Banca & Finanças Venda do Novo Banco privilegia entidades que já estão no sector financeiro

Venda do Novo Banco privilegia entidades que já estão no sector financeiro

O processo de venda do Novo Banco vai trabalhar em “duas vias paralelas”: alienação a investidores estratégicos e venda em mercado.

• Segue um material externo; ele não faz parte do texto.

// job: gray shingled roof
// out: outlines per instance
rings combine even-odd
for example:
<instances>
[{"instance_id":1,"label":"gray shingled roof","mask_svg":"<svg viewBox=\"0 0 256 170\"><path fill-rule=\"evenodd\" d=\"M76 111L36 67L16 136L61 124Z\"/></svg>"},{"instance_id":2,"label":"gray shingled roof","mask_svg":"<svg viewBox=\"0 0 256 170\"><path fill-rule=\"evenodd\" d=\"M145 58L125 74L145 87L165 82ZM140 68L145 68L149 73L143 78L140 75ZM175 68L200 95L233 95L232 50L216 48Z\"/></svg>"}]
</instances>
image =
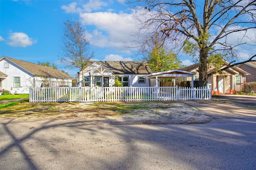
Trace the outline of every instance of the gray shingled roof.
<instances>
[{"instance_id":1,"label":"gray shingled roof","mask_svg":"<svg viewBox=\"0 0 256 170\"><path fill-rule=\"evenodd\" d=\"M251 66L253 66L254 67L256 67L256 61L251 61L246 63L250 65Z\"/></svg>"},{"instance_id":2,"label":"gray shingled roof","mask_svg":"<svg viewBox=\"0 0 256 170\"><path fill-rule=\"evenodd\" d=\"M2 72L0 72L0 77L7 77L8 75L5 74Z\"/></svg>"},{"instance_id":3,"label":"gray shingled roof","mask_svg":"<svg viewBox=\"0 0 256 170\"><path fill-rule=\"evenodd\" d=\"M152 72L146 62L142 61L92 61L108 68L114 74L150 74Z\"/></svg>"},{"instance_id":4,"label":"gray shingled roof","mask_svg":"<svg viewBox=\"0 0 256 170\"><path fill-rule=\"evenodd\" d=\"M17 60L5 56L4 56L3 57L4 57L16 63L36 76L42 76L55 78L72 78L70 76L62 71L54 69L51 67L46 67L34 63Z\"/></svg>"}]
</instances>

Em ambas as alternativas, Banco de Portugal vai privilegiar compradores que já estão no sector financeiro.
Venda do Novo Banco privilegia entidades que já estão no sector financeiro
Bloomberg
Maria João Gago 31 de março de 2016 às 19:30

O Banco de Portugal está a trabalhar em "duas vias paralelas" para vender o Novo Banco, uma que passa pela alienação directa a investidores estratégicos e outra através da venda em mercado com recurso a um ou mais investidores de referência, confirma a entidade liderada por Carlos Costa em comunicado divulgado esta quinta-feira, 31 de Março.

Independentemente do modelo que venha a ser escolhido para concluir a alienação da instituição liderada por Eduardo Stock da Cunha, serão privilegiados os potenciais interessados com investimentos no sector financeiro.

 

No caso da venda estratégica, "só serão admitidos os investidores que sejam instituições de crédito ou empresas de seguros e/ou que já detenham directamente ou sob gestão participações accionistas qualificadas em instituições de crédito e/ou em empresas de seguros", de acordo com os critérios de elegibilidade dos candidatos publicados pelo Banco de Portugal.

 

Já no procedimento de venda em mercado, a entidade liderada por Carlos Costa avisa que, no caso de ser "necessário limitar o número de ‘cornerstone investors’ [investidores de referência]", fará uma avaliação que terá em conta, entre outros factores, a "experiência adquirida na participação como efectivo ou potencial ‘cornerstone investor’ em transacções semelhantes".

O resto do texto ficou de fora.